Commenting on the wider world, trying to change bits of it
Friday May 18th 2012

About 12 Days

Very simply, Gordon Brown is in the wrong job

PM to allow free vote on parts of embryo bill | Politics | guardian.co.uk

Remember the glory days of Tony Blair? Say what? Blair the spinner, Blair the man with the smile no-one trusted, Blair the man who presided (and I do mean presided) over the Iraq débâcle? But, the thing is, however much we might (and did) disagree with Blair’s policies and actions, he fitted the bill of Prime Minister quite well, while Gordon Brown was an effective chancellor. With Blair gone, we have a chancellor in the prime minister’s shoes, and a second-stringer as chancellor.

Nothing shows Brown’s inability to lead the country more than the débâcle over a free vote on embryology. At the most profound level, this is a more serious misjudgement than the phoney election of September. At that time, as we recall, Brown waited too long before deciding that he wasn’t really going to win, and gave David Cameron a much needed (but entirely undeserved) boost. It was a tactical decision, and Brown waited too long, until there was no right answer, and he was left making the best of a bad job.

On the embryology question, though, it is not a question of waiting too long before conceding that MPs should have a free vote on the ‘ethical’ aspects.

Quite simply, there should never have been a question of whipping MPs on an issue of fundamental conscience. Whether Catholic cardinals have been misleading MPs or not (as one Labour peer is alleging), parliamentarians were being instructed that their consciences could play no role in one of the most profound ethical questions ever to come before a British parliament.

As far as I understand it – and I’m not someone with a huge axe to grind on this issue – the main argument for permitting new levels of experimentation in embryology is an economic one: if we don’t take the lead in the new technology, then other countries will, and Britain will be left behind. I’m not really sure I understand how this argument stacks up when we seem so keen to disinvest in other aspects of British technological leadership that have a much faster return for far less ethical issues. The main argument against it is that we are delving into areas into which man is not meant to delve. Again, I’m not sure that this is as clear cut as some people are suggesting.

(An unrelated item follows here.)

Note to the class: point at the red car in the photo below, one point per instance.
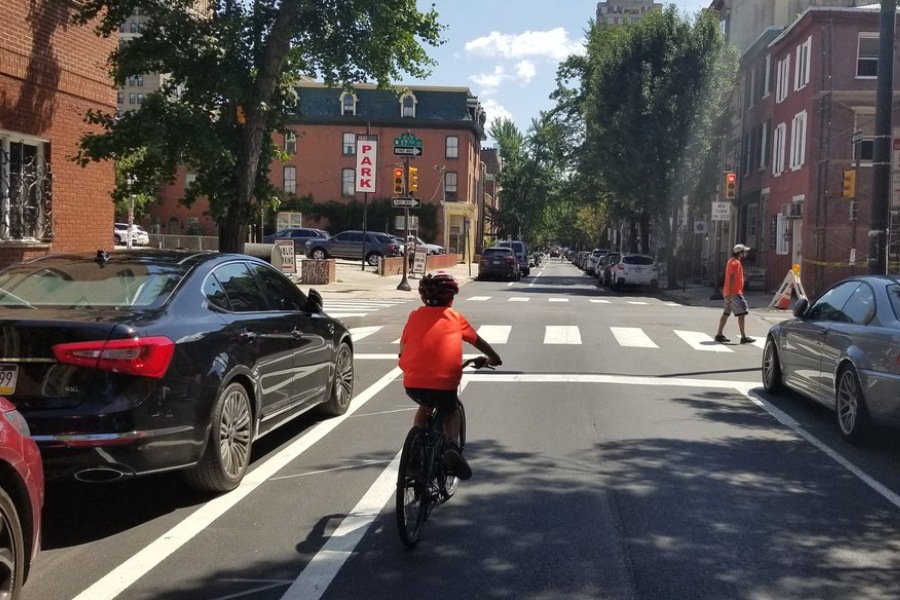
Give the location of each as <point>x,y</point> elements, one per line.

What I am sure about, though, is that the discussion and the decision should be and must be in the hands of MPs themselves. Government simply does not have the authority to dictate conscience to individual members. If it did have that authority, then our general elections would be nothing more or less than presidential elections – though without the balancing of Congress and Senate which they have in the USA. As a nation, we would collectively decide, once every few years, to invest our entire ethical, moral, economic and political future in a single individual, until that individual decided to step down or to call a fresh election.

Once we allow that the government can require MPs to vote in a particular direction on a matter of the meaning of life itself, then we really can hold nothing back. There is then no reason why Gordon Brown should not, at the end of his term of office, require MPs to vote for an arbitrary extension of parliament. That, after all, would merely be a matter of a technical change to our voting arrangements.

Now, of course, Gordon Brown would never do that: he understands the political process. He also understands that a lurch towards dictatorship (which is what it would be) would see investors clamouring to get their assets off-shore, destabilising the one thing that Brown really does understand – the economy.

But this simply makes it all the more clear that Brown is in the wrong job – he lacks the fundamental moral judgement to recognise that the issue at hand is exactly the matter of conscience in which a free vote is the only option.

I quite enjoyed living in the Brown economy. Taxes were quite low (especially when compared to under the previous Tory administration), inflation was low, interest rates were low. I now have the sense that the firm hand at the tiller is missing, just as we are headed into stormier waters.

I was never a big fan of Blair – but I recognised and respected his qualities. Blair would never have made the categorical moral misjudgement that Brown has made.

Economic instability we have weathered before. But the complete lack of leadership and moral judgement which Brown shows as Prime Minister is alarming. I suppose I could do the traditional opposition thing and call for him to go. But if he went, who in Labour would have the authority to step into his place? Jack Straw is a good man, but Straw in charge would be like having your maths teacher running the country. Messrs Miliband, Miliband, Hutton, and Darling are entirely uninspiring. Blears, Balls and Burnham would struggle to get anyone to take them seriously. In fact, reading through the cast list of Brown’s cabinet is like reading through a copy of Who Isn’t Who, or the list of extras in a BBC daytime TV drama.

Seriously, it’s time for a general election.